Мы остались одни. Кэт тотчас же приступила к делу, и в мгновенье ока я оказалась в окружении платьев, пальто, туфель и шляпок. Сундуки открывались наподобие шкафа и оттуда выглядывали распятые на плечиках творения законодателей моды десятилетней давности. Откуда-то сверху падали шляпки-гнезда, шляпки-райские кущи, капоры, береты, шляпы всех видов и сортов, начиная от соломенных и кончая бархатными и кружевными.

На полу выстраивались шеренги туфель на высоком и низком каблуках, туфель, отливающих всеми оттенками крокодиловой, телячьей и змеиной кожи. В воздухе мелькали шали: испанские — с вышивкой, лионские — переливающиеся, как вода, газовые — с черными бусинками, кашемировые — шерстяные. Кэт, словно танцовщица из кордебалета, приплясывала на месте, то плавно, то с бешеной скоростью вертясь волчком.

— Вот это? А может, это? — говорила она, передвигая с места на место шкатулки, в которых поблескивали ожерелья и брошки с полудрагоценными камнями, вышвыривала на тетрадки груды перчаток, вороха перьев для шляпок, кружевных платочков, благоухающих всеми ароматами Герлена[32].

— Пожалуйста, прошу вас, — зазывала она меня. — Сегодня утром я продала Браун за сто пятьдесят фунтов норковую шубку, которая обошлась мне в тысячу пятьсот. Но для меня сейчас главное — не деньги, а время. Нужно купить билеты для девочек, потому что мой переезд оплатит дядя.

— Вы собираетесь уезжать?

— Да, непременно. Хочу как можно скорей вернуться домой, в Штаты, — отвечала она, закалывая на мне мексиканскую шаль. — Здесь ужасные школы. Я было определила детей в пансион, в самый дорогой пансион в Пензансе. Да что толку, если учительница, вместо того чтобы учить их орфографии, все время спрашивала, где их папа. В конце концов я пришла в ярость и вчера привезла девочек домой. И вообще, откуда моим детям знать о папе? Я никогда им ничего ни о каком папе не рассказывала.
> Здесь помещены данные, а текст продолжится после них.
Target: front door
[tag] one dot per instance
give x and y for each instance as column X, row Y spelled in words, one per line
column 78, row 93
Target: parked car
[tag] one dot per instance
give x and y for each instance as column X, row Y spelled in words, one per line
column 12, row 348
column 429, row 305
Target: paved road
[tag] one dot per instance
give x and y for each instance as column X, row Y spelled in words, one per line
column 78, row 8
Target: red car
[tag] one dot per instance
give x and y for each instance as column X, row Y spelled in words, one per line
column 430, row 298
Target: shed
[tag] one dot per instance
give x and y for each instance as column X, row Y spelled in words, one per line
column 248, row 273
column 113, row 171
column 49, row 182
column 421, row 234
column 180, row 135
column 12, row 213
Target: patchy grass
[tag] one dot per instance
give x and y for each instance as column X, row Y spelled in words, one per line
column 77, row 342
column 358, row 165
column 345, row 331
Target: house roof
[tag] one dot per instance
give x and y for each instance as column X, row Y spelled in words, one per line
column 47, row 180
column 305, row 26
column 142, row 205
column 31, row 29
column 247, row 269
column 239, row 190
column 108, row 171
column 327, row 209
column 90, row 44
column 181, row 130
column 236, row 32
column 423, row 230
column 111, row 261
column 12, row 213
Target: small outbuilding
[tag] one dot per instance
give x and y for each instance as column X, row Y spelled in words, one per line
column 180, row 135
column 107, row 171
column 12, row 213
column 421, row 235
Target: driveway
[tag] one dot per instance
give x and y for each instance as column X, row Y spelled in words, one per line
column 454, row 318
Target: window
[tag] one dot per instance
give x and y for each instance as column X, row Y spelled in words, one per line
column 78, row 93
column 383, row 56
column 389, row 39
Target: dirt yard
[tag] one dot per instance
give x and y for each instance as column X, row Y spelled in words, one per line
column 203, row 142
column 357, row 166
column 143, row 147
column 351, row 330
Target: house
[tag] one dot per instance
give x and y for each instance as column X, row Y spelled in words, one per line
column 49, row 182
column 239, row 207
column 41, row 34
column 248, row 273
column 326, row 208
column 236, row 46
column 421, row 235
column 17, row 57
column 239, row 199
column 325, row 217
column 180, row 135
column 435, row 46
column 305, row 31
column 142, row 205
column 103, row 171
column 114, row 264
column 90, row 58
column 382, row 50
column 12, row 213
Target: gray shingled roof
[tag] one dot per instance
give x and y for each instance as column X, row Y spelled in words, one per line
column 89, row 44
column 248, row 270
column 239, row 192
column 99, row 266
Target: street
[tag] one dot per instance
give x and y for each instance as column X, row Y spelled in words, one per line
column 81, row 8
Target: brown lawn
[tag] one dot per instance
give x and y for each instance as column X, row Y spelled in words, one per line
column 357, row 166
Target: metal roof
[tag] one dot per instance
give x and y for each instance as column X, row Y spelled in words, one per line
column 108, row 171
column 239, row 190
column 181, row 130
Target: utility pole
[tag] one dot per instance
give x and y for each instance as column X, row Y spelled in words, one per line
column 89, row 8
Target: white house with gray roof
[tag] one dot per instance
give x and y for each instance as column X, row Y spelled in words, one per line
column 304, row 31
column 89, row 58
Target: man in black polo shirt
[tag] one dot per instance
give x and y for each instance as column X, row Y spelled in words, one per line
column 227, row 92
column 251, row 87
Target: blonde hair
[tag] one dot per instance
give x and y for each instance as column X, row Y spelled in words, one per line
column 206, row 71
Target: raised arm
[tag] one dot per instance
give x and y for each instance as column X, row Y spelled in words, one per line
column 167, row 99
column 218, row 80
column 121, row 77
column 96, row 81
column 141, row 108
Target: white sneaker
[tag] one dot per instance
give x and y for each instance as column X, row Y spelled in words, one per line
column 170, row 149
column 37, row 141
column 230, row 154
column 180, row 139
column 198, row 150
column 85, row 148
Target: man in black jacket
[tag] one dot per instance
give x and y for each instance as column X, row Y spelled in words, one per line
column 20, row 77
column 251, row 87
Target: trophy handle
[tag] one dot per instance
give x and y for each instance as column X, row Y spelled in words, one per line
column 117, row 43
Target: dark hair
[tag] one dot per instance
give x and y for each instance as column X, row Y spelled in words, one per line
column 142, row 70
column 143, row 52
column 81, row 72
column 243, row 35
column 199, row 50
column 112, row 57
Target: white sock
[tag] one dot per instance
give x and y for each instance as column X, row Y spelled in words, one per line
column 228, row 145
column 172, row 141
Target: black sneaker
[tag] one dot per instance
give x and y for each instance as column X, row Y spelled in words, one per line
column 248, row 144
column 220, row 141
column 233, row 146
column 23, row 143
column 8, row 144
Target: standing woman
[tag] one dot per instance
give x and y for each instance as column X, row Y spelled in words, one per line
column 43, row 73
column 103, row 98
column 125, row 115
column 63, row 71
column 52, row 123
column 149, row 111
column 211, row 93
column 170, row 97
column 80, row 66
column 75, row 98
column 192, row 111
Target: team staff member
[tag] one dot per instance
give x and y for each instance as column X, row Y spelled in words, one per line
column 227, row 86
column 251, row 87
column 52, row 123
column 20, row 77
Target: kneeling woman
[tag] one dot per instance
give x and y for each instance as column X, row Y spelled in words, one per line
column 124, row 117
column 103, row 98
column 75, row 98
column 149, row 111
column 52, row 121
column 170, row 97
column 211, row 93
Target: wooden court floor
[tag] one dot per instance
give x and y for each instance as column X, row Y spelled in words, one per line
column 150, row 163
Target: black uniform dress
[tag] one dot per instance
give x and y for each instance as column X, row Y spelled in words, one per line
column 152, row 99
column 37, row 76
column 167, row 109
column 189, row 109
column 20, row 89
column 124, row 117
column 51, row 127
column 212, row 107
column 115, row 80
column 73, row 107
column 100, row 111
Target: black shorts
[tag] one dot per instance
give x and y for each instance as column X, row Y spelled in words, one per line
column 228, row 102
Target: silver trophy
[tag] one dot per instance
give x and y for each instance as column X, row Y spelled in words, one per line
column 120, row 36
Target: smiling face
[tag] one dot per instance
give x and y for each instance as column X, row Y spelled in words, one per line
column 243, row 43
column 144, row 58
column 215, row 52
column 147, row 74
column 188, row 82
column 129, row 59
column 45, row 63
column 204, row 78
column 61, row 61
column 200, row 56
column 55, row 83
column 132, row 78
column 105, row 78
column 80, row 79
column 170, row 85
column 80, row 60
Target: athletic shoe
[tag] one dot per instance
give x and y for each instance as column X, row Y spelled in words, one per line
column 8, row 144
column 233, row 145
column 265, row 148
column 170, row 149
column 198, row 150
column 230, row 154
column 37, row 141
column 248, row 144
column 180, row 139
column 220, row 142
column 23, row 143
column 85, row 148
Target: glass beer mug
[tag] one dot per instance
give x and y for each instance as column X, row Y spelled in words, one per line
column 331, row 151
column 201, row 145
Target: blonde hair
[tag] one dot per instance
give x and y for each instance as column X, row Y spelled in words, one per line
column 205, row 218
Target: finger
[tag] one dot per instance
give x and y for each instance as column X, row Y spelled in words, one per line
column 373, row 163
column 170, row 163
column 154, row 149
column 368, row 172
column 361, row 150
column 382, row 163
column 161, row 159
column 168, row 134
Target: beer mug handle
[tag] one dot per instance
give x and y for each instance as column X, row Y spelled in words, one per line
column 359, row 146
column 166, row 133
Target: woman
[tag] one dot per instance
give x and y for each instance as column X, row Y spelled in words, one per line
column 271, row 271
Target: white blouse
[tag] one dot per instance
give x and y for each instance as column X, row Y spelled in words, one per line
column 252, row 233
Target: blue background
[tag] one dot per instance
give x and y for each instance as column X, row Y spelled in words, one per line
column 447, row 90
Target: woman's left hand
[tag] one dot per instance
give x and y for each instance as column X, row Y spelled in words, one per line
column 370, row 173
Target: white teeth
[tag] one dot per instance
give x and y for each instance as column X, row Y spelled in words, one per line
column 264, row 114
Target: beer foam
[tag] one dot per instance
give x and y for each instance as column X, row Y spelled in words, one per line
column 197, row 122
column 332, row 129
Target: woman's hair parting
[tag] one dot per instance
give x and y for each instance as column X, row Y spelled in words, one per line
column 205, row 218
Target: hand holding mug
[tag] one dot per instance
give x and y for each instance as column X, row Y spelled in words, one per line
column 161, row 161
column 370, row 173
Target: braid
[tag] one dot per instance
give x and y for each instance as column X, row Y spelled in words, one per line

— Может быть, вам лучше было бы переехать в Лондон? — робко вмешалась я.

— Что? В Лондон? В этот английский Вавилон? — забывшись, она уколола меня булавкой. — У меня красивые дочери. У них здоровые отцы и здоровая мать. Я хочу, чтобы и они росли здоровыми морально и физически.

Я с изумлением глядела на эту груду вещей.

— Но зачем вы все это возите? В таком количестве?

— Знаю, знаю, — прервала она меня, — знаю, что все это старье. Но что делать? Семейный совет не слишком ко мне благоволит. А это как-никак капитал. И потом, — добавила она, и на щеках ее выступили пятна, — неужели я должна была оставить все это во Флоренции, чтобы Антонио раздал мои вещи своим девкам? — Голос у нее дрогнул.

— Антонио? — повторила я. Должно быть, этот день был для нее днем гнева, когда чувства обуздать невозможно, даже руки у нее дрожали.

— Ну да, маркиз Антонио де Портулакка, мой законный муж, — не без гордости подтвердила она — Я два раза от него забеременела, и оба раза этот римский католик велел мне делать аборт. Во второй раз доктор отпустил меня домой чуть раньше, чем он рассчитывал, тут-то я и застала его в постели с Кьярой, нашей массажисткой, — они лежали под балдахином с фамильным гербом.

Атласной туфелькой она нацелилась в невидимую Кьяру, и из глаз ее вдруг хлынули слезы.

Боясь ее чем-нибудь обидеть, я молча заплетала и расплетала бахрому на мексиканской шали.

Но Кэт, кажется, не оценила моей деликатности. Она посмотрела на меня с вызовом.

— Ну и как по-вашему? Я должна была делать вид, что меня это не волнует? — Заметавшись по комнате, она пнула ногой чемоданы. — Но это меня взволновало. И так взволновало, что я поехала на Капри и завела себе там ребеночка от здорового красивого рыбака. Правда, он не был таким красивым и здоровым, каким был Антонио, когда мы с ним встретились на площади Синьории, и я думала, что он ничего обо мне не знает. Мы почти что и не разговаривали, взялись за руки и весь день провели вместе, вечером он проводил меня в гостиницу, а утром сделал предложение. Я подумала, что это любовь! Провидение! Гром среди ясного итальянского неба! Но не тут-то было. Он просто-напросто выведал у директора отеля, что отец оставил мне большое наследство, и сделал предложение. Я была замужем два года. Два кошмарных года в неотапливаемом палаццо с хромыми тетушками в корсетах, с дурацким потолком, штукатурка с которого падала прямо на балдахин. Ну и как по-вашему? Я должна была умереть от горя?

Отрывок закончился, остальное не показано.